Where a proposal is made for an alteration to the valuation list, a valuation is to be made in accordance with section 20 of the General Rate Act 1967. This provides that “the value or altered value … shall not exceed the value which would have been ascribed [to the hereditament] … if the hereditament had been subsisting throughout the year before that in which the valuation list came into force, on the assumptions that at the time by reference to which that value would have been ascertained: (a) the hereditament was in the same state as at the time of valuation …; and (b) the locality in which the hereditament is situated was in the same state …”. The purpose of this section is to secure that in the case of new entries or alterations to existing entries, the value is to be at the same general level as was applicable for the purposes of the original list.
The valuation officer’s argument, which was accepted in the Court of Appeal ([1987] 1 EGLR 168), was that the word “state” in paras (a) and (b) of section 20 was intended to cover only physical factors; the ratepayer contended that the word embraced also the advantages and disadvantages resulting from primary or subordinate legislation.
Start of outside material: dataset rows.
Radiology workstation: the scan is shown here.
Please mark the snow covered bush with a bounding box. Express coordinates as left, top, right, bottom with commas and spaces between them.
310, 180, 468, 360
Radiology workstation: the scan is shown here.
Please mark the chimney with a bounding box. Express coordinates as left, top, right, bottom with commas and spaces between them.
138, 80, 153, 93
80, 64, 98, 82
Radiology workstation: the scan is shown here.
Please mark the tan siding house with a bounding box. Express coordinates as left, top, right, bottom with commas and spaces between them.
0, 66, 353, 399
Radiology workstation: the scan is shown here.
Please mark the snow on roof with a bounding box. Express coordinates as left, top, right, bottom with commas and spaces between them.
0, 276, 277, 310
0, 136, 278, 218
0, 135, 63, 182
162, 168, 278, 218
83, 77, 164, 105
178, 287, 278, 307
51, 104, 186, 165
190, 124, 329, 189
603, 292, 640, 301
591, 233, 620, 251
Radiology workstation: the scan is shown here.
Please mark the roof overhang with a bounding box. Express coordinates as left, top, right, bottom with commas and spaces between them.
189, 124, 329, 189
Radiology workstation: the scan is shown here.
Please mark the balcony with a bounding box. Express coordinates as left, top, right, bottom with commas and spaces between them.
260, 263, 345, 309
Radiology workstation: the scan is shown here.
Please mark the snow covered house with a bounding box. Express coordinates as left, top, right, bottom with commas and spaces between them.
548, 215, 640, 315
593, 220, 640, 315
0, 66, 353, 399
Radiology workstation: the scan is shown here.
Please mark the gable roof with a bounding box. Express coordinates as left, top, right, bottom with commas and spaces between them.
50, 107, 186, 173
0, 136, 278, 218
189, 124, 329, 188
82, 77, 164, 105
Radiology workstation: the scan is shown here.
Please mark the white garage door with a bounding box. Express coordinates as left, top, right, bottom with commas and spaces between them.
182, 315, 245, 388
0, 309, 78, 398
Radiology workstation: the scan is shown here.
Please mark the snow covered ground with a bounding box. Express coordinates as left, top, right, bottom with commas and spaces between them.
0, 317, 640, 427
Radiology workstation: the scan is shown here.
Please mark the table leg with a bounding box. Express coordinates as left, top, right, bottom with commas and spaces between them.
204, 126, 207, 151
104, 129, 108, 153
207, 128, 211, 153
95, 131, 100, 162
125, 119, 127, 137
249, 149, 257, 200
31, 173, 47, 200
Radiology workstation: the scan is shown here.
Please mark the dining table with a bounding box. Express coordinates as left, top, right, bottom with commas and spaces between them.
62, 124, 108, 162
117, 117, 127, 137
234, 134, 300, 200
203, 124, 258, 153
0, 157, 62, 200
Held In allowing the ratepayer’s appeal, and in restoring the decision of the Lands Tribunal ((1984) 271 EG 291), the effect of the enterprise zone was to be taken into account. The broad purpose of section 20 was to secure that a hereditament should be valued on the basis of the general level of values prevailing when the valuation list was made up. There was no good reason for requiring the disregard of any circumstances which would ordinarily be taken into account under the rebus sic stantibus rule. The word “state” in section 20 must be given a wide construction, so as to include intangible as well as physical advantages and disadvantages.
Dawkins v Ash Brothers & Heaton Ltd
[1969] 2 AC 366 applied.
Guy Roots (instructed by McKenna & Co) appeared for the appellant ratepayer; and William J Glover QC and David Mole (instructed by the Solicitor of Inland Revenue) appeared for the respondent valuation officer.